Was ist der EU AI Act und wann tritt er vollständig in Kraft?

Der EU AI Act ist die weltweit erste umfassende Verordnung zur Regulierung Künstlicher Intelligenz. Er trat am 1. August 2024 in Kraft, wird aber gestaffelt angewendet. Der 2. August 2026 ist ein wichtiger Stichtag, an dem die meisten zentralen Vorschriften, insbesondere zu Transparenz und Hochrisiko-KI, verbindlich werden.

Welche Risikostufen von KI-Systemen definiert der AI Act?

Der AI Act definiert vier Risikostufen: inakzeptables Risiko (grundsätzlich verboten, z.B. manipulative Überwachung), hohes Risiko (unterliegen strengen Anforderungen, z.B. in der Medizin oder Bewerberauswahl), begrenztes Risiko (erfordern Transparenzpflichten, z.B. Chatbots) und minimales Risiko (weitestgehend unreguliert).

Was bedeutet die KI-Kompetenzpflicht für mein Unternehmen?

Die seit 2. Februar 2025 geltende KI-Kompetenzpflicht verlangt, dass alle Mitarbeiter, die mit KI-Systemen arbeiten, über ein ausreichendes Maß an KI-Kompetenz verfügen. Dies erfordert nachweisbare Schulungen und Weiterbildungen. Sie ist entscheidend für Compliance, Akzeptanz und den effizienten Einsatz von KI im Unternehmen.

Welche Konsequenzen drohen bei Nichteinhaltung des EU AI Act?

Bei Verstößen gegen die EU-KI-Verordnung drohen hohe Bußgelder. Diese können bis zu 35 Millionen Euro oder 7 Prozent des weltweiten Jahresumsatzes betragen, je nachdem, welcher Betrag höher ist. Daher ist eine proaktive Compliance unerlässlich.
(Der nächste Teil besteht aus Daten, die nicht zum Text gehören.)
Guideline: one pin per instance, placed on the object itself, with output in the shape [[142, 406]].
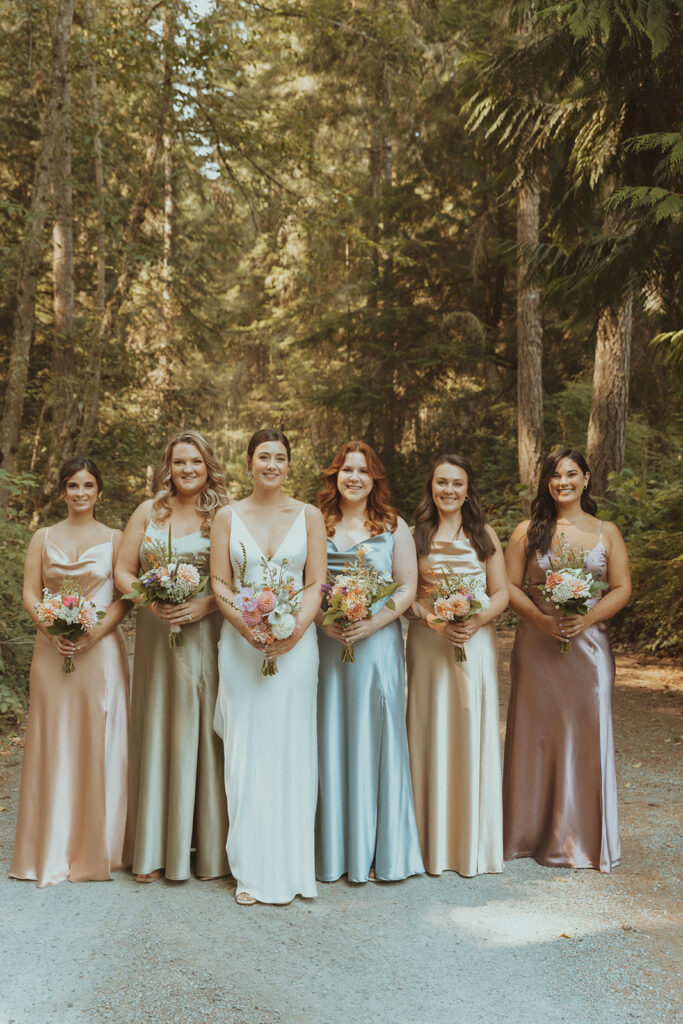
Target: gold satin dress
[[453, 734], [72, 813]]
Welche konkreten Schritte sollte mein Unternehmen jetzt unternehmen?

Beginnen Sie mit einer Bestandsaufnahme Ihrer KI-Anwendungen und deren Risikoeinordnung. Klären Sie Zuständigkeiten, definieren Sie interne Richtlinien und Freigabeprozesse. Investieren Sie in die Qualifizierung Ihrer Mitarbeiter und implementieren Sie Mechanismen zur Einhaltung der Transparenzpflichten.